Jay Leno Quotes About Taxes

We have collected for you the TOP of Jay Leno's best quotes about Taxes! Here are collected all the quotes about Taxes starting from the birthday of the Comedian – April 28, 1950! We hope you will be inspired to new achievements with our constantly updated collection of quotes. At the moment, this page contains 26 sayings of Jay Leno about Taxes. We will be happy if you share our collection of quotes with your friends on social networks!
  • Mitt Romney is coming under fire because even though he is a multimillionaire, he only paid 15 percent in taxes. That's not a tax, that's barely a tip.

  • After saying the jobs bill is paid for, President Obama now says that it will be paid for by raising taxes over 10 years. I can't figure out if he's the kind of guy who makes infomercials, or the kind of guy who falls for infomercials.

    Jobs  
  • So, it's pretty crazy. Look, we're bailing out Wall Street, we're bailing out banks, we're bailing out car companies. In fact, did you know there's a special box on your tax form this year you can check if you want a portion of your taxes to actually go to running the government?

  • President Obama has announced a task force to review the tax codes. He's concerned there are too many loopholes and too many people manipulating the system to avoid paying taxes. And that's just in his administration.

  • The IRS said today anyone with a refund coming from their 2001 taxes will lose it if they don't pick it up by April 15th. If it is more then three years they will just keep it. How come it doesn't work that way with back taxes?

  • President Obama released his tax returns. It turns out he made $900,000 less in 2011 then he did in 2010. You know what that means? Even Obama is doing worse under President Obama.

  • 65% of people say that cheating on your income tax is worse than cheating on your spouse. The other 35% were women.

  • A survey says that American workers work the first three hours every day just to pay their taxes. So that's why we can't get anything done in the morning: We're government workers.

  • Yesterday President Obama said, 'We can't continue to treat tax money like monopoly money.' Oh really - how come all those guys on Wall Street got 'get out of jail free' cards?

  • Clinton vetoed the repeal of the marriage tax. I guess Bill figures if he's married, then we all have to suffer.

  • Arnold Schwarzenegger made his tax returns public, [and] now there's a problem about him stretching the truth. Apparently under occupation he put down 'actor.'

  • Rick Perry unveiled his new tax plan. He says he wants a flat tax. He believes that tax should be flat, just like the earth.

  • President Bush released his tax returns yesterday. He listed the economy as a liability. He gets to write that off.

  • When Clinton said he was going to create 8 million new jobs, I didn't think they were all going to be tax collectors.

    Jobs   New Job  
  • In Greece, the unemployment rate has risen to 22%. The solution to the problem was to raise taxes on the rich, according to the Greek president Barack Obama-opolis.

  • Today, President Barack Obama promised to 'detect and pursue' American tax evaders, as opposed to his first 100 days, in which he detected and nominated American tax evaders.

  • The healthcare reform bill now includes a tanning booth tax of 10 percent. You know what this means? This whole thing could be funded by the cast of 'Jersey Shore.'

  • If it turns out that the Mayans are right and the world is going to end, you know what this means? Lindsay Lohan is a genius. She's been partying her brains out. She owes taxes. She’s crashing cars. She’s a genius!

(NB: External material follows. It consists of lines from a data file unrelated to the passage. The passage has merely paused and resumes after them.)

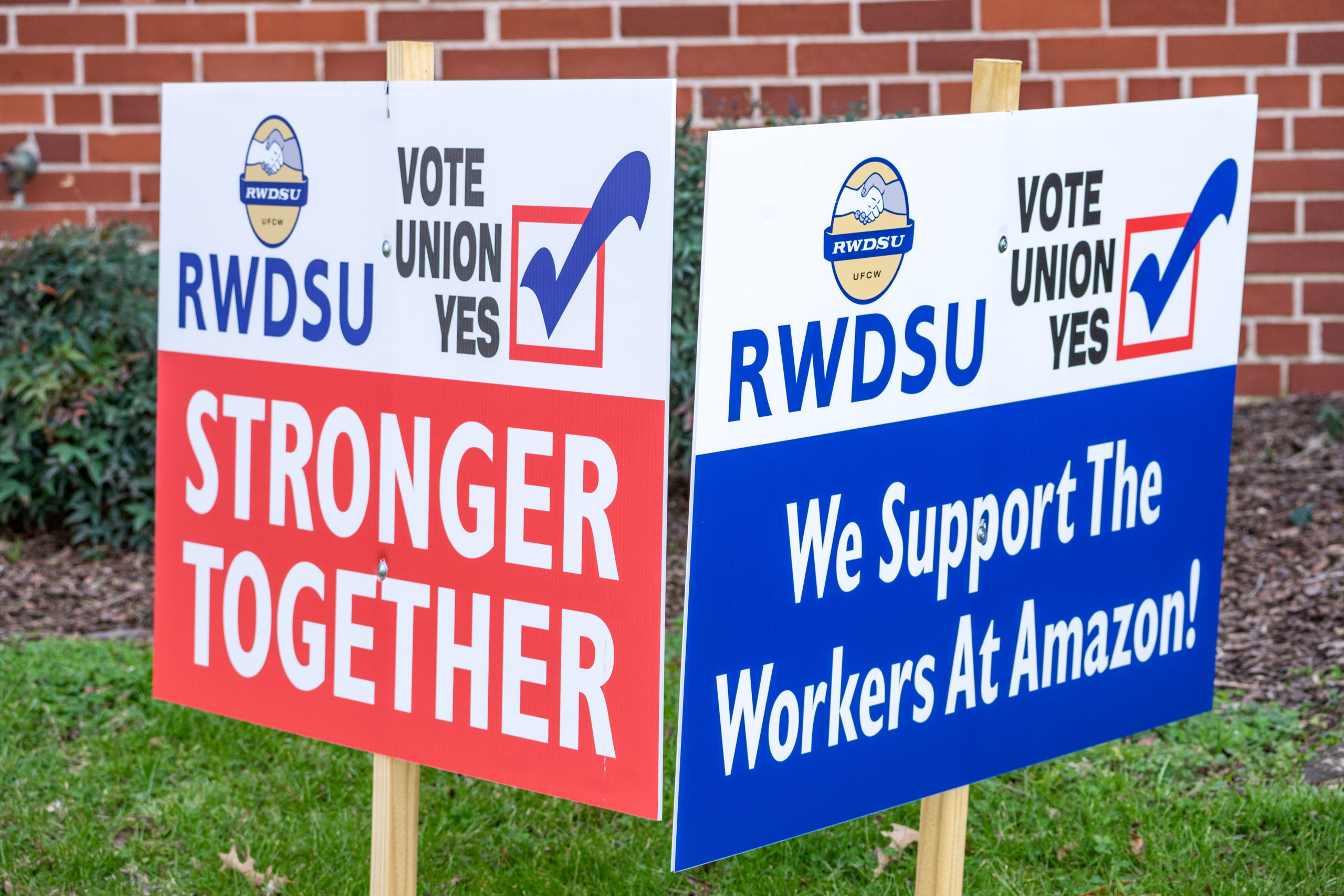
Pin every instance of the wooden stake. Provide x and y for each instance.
(395, 836)
(411, 61)
(392, 868)
(995, 87)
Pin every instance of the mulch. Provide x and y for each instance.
(1281, 630)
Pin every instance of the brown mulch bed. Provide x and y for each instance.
(1281, 635)
(1281, 628)
(59, 589)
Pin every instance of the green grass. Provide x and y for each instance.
(104, 790)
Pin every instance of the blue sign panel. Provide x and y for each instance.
(976, 522)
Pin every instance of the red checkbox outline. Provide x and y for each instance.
(548, 354)
(1160, 345)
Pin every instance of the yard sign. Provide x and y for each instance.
(413, 422)
(963, 421)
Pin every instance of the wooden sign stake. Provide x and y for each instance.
(995, 87)
(395, 839)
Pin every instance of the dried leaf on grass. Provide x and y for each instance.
(899, 837)
(884, 860)
(269, 880)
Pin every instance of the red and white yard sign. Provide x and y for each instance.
(413, 422)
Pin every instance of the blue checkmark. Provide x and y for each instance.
(1215, 201)
(624, 194)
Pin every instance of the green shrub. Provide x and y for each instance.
(77, 385)
(687, 218)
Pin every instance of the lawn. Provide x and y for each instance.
(107, 790)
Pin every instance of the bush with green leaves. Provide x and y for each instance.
(77, 385)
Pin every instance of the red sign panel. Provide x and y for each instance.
(463, 575)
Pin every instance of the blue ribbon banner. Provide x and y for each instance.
(252, 193)
(872, 244)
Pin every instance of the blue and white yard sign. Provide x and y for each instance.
(963, 422)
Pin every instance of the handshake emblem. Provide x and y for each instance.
(275, 152)
(870, 201)
(870, 230)
(273, 186)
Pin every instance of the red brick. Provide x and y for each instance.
(148, 219)
(355, 65)
(1281, 339)
(1167, 13)
(953, 97)
(1319, 133)
(330, 26)
(58, 147)
(1318, 257)
(1227, 50)
(80, 187)
(685, 101)
(1323, 297)
(1220, 87)
(1264, 11)
(785, 102)
(1034, 15)
(1257, 379)
(135, 109)
(37, 68)
(1320, 47)
(853, 58)
(1268, 299)
(613, 62)
(143, 147)
(1332, 338)
(136, 68)
(1059, 54)
(1284, 92)
(916, 15)
(793, 18)
(468, 65)
(1148, 89)
(1090, 93)
(1037, 94)
(958, 56)
(191, 27)
(1269, 133)
(23, 109)
(444, 25)
(1332, 90)
(839, 101)
(1315, 379)
(726, 102)
(752, 59)
(258, 66)
(78, 108)
(674, 22)
(26, 222)
(545, 25)
(1326, 215)
(1273, 217)
(904, 100)
(1285, 175)
(71, 29)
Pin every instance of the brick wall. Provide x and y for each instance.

  • Jesse Jackson's in trouble. They're going after this tax thing. Jesse said he will amend his taxes to show the money that he paid to his mistress. See, he has just one mistress. Jesse uses the standard mistress deduction. As opposed to Clinton, who had to itemize.

  • Oh, here's your tax dollars at work. This is what makes people furious. The head of the GSA, a woman named Martha Johnson, has resigned after they found out she spent over $830,000 on a four-day government conference in Las Vegas. And the president is furious. Not President Obama, the president of China. It's his money. It's his money she spent.

  • Worried about an IRS audit? Avoid what's called a red flag. That's something the IRS always looks for. For example, say you have some money left in your bank account after paying taxes. That's a red flag

  • John Kerry said today that he wants to get rid of tax cuts for the rich and his wife said, 'Hey, shut up! What's the matter with you?! Are you nuts?!'

  • Warren Buffett's company reportedly owes the IRS a billion dollars in back taxes. When he said he wasn't paying enough taxes, he wasn't kidding.

  • We ought to thank President Bush. He made it a lot easier for people to do taxes this year. No job, no income tax this year.

    Jobs  
  • President Obama wants to raise taxes on the country's richest people. And you thought Donald Trump hated him before.

  • Denmark is charging a fat food tax on cheese, meat, and oil. Here, we call that the Denny's Grand Slam breakfast.